Zanim Rosja zaatakowała Ukrainę, piłam na karaoke w Merlinie i mówiliśmy, że tak tylko straszą. Przecież to już nie te czasy. Nauczyliśmy się czegoś.
Potem ludzie mieli nadzieję, że Trump, wielki twardziel, chwyci świat za ryj i przywróci porządek – ale to tylko stary człowiek, który nie widzi własnego penisa wystającego spod bebzonka. Gdyby popatrzeć na spotkania światowych przywódców, to tylko psy sikające na kupę drugiego – przepychające się w grze o dominację. Co gorsza, stare, chore psy, niewiele już mające do stracenia. (przepraszam pieski)
Przez wiele lat sprzedawaliśmy konsekwentnie dusze Chinom i Indiom, by karmić pustkę sztucznie napędzanym konsumpcjonizmem, od małego szczęścia do małego szczęścia. Z Rosją bratalismy się jak ze swoim – uzależniając się od niej energetycznie i pozwalając na stawianie warunków po tym wszystkim, co już zrobili światu.

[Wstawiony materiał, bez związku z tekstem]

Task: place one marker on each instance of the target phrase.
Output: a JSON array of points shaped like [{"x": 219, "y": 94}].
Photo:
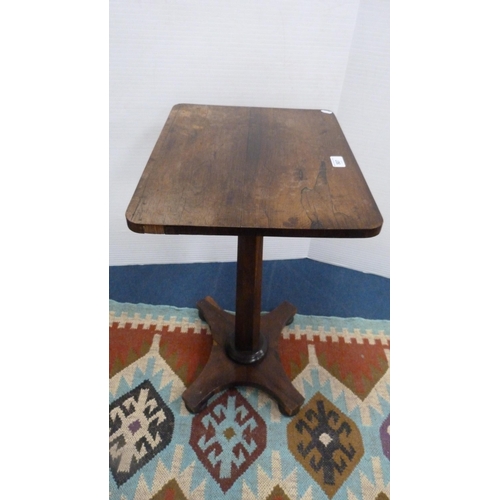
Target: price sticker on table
[{"x": 337, "y": 161}]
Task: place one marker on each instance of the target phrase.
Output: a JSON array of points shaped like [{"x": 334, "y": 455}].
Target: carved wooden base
[{"x": 265, "y": 373}]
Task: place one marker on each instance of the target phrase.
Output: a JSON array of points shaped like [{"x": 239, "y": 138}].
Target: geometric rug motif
[
  {"x": 140, "y": 426},
  {"x": 227, "y": 437},
  {"x": 326, "y": 442},
  {"x": 240, "y": 446}
]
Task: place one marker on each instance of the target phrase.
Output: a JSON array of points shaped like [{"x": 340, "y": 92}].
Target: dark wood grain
[
  {"x": 252, "y": 171},
  {"x": 222, "y": 372}
]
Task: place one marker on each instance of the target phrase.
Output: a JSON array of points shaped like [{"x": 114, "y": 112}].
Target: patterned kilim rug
[{"x": 240, "y": 446}]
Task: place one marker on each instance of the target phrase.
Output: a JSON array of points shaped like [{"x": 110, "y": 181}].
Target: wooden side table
[{"x": 250, "y": 173}]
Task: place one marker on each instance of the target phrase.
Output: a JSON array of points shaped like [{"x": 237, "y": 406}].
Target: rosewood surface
[{"x": 251, "y": 172}]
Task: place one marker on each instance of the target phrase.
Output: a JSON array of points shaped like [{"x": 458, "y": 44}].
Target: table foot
[{"x": 222, "y": 372}]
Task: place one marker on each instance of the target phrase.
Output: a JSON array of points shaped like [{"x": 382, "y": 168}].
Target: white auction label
[{"x": 337, "y": 161}]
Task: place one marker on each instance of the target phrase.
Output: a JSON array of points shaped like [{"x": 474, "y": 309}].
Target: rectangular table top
[{"x": 241, "y": 170}]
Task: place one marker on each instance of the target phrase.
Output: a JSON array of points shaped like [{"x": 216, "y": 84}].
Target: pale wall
[{"x": 282, "y": 54}]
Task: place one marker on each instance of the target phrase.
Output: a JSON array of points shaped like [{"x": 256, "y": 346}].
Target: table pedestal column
[{"x": 245, "y": 345}]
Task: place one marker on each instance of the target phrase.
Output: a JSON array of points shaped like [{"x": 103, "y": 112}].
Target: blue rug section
[{"x": 312, "y": 287}]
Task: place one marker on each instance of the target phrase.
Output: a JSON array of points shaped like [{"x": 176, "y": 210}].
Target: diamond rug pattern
[{"x": 240, "y": 446}]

Reasumując, wszystko to strasznie smutne. Nic nam nie zostało, tylko pić, tańczyć i kochać się, jakby jutra miało nie być.
Śmierć kutas i zniszczenie
taki mam nastroj i o.
Merry christmas kacza twarz.
Ps. Oczywiście panika nie jest dobrym rozwiązaniem. Nie kupuj papieru toaletowego na zapas. Mam nadzieję , że się mylę bo niezbyt siedzę w polityce . Oby to tylko moje wrodzone czarnowidztwo i czekały mnie kolejne lata narzekania na sielankową pustkę.